Let us start a container running the development Docker image.

  1. docker run --rm -it -v $HOME/sqlflow:/sqlflow -w /sqlflow sqlflow bash

In the Docker container, we need to start a MySQL server for testing.

  1. service mysql start

Then, we can build and run tests.

  1. go generate ./...
  2. PYTHONPATH=/sqlflow/python SQLFLOW_TEST_DB=mysql gotest -v -p 1 ./...

The commandline go generate is necessary to call protoc for translating gRPC interface and to call goyacc for generating the parser.

The environment variable PYTHONPATH=$GOPATH/src/sqlflow.org/sqlflow/python ensures the python part of SQLFlow in the Docker image is up to date.

The environment variable SQLFLOW_TEST_DB=mysql specify MySQL as the SQL engine during testing. You can also choose hive for Apache Hive and maxcompute for Alibaba MaxCompute.

The command gotest with -p 1 argument is necessary to run all tests, otherwise you will encounter the same problem as this issue. Please feel free to use go test instead of gotest. We use the latter one for colorized output.

Editing on Host

As the above docker run command binds the source code directory on the host computer to the container, we can edit the source code on the host using any editor, VS Code, Emacs, etc.
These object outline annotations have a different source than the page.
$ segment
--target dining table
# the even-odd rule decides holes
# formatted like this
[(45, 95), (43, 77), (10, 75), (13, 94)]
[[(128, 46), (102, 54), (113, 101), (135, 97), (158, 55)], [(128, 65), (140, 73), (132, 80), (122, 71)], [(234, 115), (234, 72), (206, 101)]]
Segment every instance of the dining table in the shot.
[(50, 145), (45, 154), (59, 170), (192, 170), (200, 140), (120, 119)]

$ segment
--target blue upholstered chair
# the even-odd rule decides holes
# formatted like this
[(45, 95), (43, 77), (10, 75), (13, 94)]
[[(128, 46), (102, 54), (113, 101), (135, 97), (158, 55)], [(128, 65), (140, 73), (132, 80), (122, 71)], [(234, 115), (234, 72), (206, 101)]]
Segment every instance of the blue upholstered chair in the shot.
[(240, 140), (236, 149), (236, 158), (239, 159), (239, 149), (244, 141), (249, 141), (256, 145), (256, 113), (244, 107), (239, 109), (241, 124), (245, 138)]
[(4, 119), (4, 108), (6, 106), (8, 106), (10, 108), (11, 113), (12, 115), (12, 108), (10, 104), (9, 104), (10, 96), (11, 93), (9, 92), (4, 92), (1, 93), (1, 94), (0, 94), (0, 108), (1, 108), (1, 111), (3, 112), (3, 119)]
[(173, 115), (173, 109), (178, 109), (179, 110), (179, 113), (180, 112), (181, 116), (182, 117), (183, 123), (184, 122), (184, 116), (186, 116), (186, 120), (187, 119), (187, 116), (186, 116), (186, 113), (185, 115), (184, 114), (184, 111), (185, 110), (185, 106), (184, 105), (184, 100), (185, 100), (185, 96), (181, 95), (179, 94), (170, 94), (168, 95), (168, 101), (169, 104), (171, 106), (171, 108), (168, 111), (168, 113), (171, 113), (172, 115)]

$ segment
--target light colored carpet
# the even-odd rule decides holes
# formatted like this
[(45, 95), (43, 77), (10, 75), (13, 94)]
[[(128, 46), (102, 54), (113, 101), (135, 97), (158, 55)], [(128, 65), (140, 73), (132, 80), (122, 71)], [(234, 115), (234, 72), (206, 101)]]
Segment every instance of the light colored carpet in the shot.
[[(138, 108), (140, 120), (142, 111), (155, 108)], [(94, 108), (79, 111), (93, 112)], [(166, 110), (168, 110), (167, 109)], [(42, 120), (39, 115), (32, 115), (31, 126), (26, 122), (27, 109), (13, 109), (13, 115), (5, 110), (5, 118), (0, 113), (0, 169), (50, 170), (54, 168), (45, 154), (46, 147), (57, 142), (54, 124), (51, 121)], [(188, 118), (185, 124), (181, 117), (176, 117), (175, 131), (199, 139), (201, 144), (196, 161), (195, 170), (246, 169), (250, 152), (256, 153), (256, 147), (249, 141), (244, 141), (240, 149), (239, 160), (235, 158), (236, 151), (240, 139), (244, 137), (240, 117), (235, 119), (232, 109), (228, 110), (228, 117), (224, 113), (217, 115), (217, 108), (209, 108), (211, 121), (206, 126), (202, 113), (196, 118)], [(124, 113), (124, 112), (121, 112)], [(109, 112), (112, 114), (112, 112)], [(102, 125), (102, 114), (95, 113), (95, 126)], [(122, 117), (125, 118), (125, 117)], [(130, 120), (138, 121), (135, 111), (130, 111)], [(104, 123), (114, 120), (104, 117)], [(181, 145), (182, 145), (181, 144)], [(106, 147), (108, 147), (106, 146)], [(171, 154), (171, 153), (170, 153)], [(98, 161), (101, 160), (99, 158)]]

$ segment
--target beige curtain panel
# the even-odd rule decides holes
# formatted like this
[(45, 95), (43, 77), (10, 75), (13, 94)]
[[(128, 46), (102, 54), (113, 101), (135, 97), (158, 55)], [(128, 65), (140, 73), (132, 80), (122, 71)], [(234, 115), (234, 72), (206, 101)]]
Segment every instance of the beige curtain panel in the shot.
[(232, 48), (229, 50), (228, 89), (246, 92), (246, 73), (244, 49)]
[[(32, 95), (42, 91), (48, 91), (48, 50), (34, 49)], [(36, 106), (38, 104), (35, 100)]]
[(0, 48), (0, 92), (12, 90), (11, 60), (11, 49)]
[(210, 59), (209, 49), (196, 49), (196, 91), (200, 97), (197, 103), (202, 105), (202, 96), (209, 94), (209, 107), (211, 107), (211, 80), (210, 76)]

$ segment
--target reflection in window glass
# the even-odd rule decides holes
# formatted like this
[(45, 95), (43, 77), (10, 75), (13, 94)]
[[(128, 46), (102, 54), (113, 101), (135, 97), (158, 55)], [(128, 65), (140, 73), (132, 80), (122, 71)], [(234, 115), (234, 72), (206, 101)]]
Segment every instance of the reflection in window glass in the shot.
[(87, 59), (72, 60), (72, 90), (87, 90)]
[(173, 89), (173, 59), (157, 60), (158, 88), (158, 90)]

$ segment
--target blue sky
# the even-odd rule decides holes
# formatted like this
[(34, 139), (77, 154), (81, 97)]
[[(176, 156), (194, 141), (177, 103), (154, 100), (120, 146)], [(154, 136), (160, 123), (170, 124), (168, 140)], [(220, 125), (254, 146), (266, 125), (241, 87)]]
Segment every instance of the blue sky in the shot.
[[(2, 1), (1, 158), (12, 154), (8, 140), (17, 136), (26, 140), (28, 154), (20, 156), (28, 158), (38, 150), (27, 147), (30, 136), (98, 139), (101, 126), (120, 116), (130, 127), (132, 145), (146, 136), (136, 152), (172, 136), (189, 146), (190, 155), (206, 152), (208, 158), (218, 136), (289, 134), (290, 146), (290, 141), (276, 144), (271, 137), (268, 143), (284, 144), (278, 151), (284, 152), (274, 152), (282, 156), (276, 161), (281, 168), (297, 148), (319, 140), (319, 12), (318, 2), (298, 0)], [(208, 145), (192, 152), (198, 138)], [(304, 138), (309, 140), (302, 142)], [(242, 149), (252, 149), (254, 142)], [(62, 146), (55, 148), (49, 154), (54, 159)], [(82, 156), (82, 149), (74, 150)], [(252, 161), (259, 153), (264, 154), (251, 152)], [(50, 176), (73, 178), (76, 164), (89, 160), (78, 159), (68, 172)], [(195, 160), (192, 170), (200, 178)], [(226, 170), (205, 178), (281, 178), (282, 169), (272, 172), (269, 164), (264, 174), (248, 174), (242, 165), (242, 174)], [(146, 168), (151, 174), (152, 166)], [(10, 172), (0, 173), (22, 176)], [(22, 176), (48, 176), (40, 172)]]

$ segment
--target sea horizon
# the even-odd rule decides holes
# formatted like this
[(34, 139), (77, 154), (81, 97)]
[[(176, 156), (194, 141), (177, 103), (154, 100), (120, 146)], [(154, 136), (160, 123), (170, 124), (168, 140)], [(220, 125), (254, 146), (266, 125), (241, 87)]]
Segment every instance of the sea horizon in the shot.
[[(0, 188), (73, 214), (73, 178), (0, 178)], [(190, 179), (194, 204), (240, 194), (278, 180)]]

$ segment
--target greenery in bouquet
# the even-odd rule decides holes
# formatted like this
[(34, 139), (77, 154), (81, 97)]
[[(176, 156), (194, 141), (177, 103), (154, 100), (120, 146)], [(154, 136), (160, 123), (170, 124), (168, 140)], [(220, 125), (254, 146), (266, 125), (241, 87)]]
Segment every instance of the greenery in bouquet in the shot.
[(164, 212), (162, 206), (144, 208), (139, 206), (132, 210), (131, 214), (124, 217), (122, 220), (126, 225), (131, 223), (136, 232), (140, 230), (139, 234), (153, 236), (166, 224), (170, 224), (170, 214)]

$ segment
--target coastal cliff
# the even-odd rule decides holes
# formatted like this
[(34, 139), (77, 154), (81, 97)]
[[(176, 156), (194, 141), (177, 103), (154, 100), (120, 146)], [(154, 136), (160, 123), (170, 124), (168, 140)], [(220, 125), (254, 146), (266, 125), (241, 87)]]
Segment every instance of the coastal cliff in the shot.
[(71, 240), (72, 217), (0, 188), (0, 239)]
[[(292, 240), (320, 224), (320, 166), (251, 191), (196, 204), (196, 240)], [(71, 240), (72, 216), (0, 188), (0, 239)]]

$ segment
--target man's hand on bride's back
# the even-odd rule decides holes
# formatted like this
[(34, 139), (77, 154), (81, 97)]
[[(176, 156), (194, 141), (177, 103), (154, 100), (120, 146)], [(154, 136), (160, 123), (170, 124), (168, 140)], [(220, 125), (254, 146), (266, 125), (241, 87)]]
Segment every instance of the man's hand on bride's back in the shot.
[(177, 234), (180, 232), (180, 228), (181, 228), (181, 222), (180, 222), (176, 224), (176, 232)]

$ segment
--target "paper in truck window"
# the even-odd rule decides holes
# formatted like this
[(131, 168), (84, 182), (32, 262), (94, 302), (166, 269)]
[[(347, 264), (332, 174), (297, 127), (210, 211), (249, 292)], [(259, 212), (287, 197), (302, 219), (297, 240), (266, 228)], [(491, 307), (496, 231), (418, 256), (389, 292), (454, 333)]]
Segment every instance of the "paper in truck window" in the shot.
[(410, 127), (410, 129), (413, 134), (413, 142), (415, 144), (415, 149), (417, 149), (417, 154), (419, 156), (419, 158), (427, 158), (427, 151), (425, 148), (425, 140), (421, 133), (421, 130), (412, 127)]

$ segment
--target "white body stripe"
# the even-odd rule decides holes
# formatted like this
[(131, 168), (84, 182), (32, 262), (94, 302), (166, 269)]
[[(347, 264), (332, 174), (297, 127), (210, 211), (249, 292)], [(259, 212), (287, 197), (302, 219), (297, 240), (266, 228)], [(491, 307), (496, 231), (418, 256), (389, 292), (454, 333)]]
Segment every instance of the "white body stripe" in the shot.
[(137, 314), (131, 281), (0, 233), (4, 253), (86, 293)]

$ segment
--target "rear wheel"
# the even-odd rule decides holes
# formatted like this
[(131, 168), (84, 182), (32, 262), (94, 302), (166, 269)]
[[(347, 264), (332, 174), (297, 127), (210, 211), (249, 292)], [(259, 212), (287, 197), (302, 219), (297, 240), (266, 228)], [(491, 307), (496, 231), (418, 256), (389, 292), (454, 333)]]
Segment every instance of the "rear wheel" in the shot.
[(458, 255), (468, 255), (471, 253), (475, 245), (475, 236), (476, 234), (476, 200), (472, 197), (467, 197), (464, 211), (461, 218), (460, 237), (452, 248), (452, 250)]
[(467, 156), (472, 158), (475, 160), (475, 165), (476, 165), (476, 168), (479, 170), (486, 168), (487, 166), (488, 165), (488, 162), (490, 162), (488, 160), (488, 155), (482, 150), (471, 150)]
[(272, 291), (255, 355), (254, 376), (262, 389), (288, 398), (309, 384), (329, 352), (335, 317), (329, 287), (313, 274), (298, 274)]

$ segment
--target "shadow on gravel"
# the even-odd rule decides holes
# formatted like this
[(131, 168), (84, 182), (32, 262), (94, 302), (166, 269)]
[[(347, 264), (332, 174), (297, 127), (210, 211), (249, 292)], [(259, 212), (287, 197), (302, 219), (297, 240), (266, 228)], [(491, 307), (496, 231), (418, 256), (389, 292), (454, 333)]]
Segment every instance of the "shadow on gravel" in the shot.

After the editing and before you can Git commit, please install the pre-commit tool. SQLFlow needs it to run pre-commit checks.

The Command-line Tool

SQLFlow provides a command-line tool sqlflow for evaluating SQL statements. This tool makes it easy to debug. To build it, run the following commands.

  1. cd cmd/sqlflow
  2. go install
  3. docker run -d --rm -P -p 50051 --name sqlflowserver \
  4. sqlflow/sqlflow bash -c "/start.sh sqlflow-server-with-dataset"
  5. ~/go/bin/sqlflow --sqlflow_server="$(docker port sqlflowserver 50051)" \
  6. --datasource="mysql://root:root@tcp(localhost:3306)/?maxAllowedPacket=0"

Please follow the command-line tool tutorial to understand what we can do with the tool.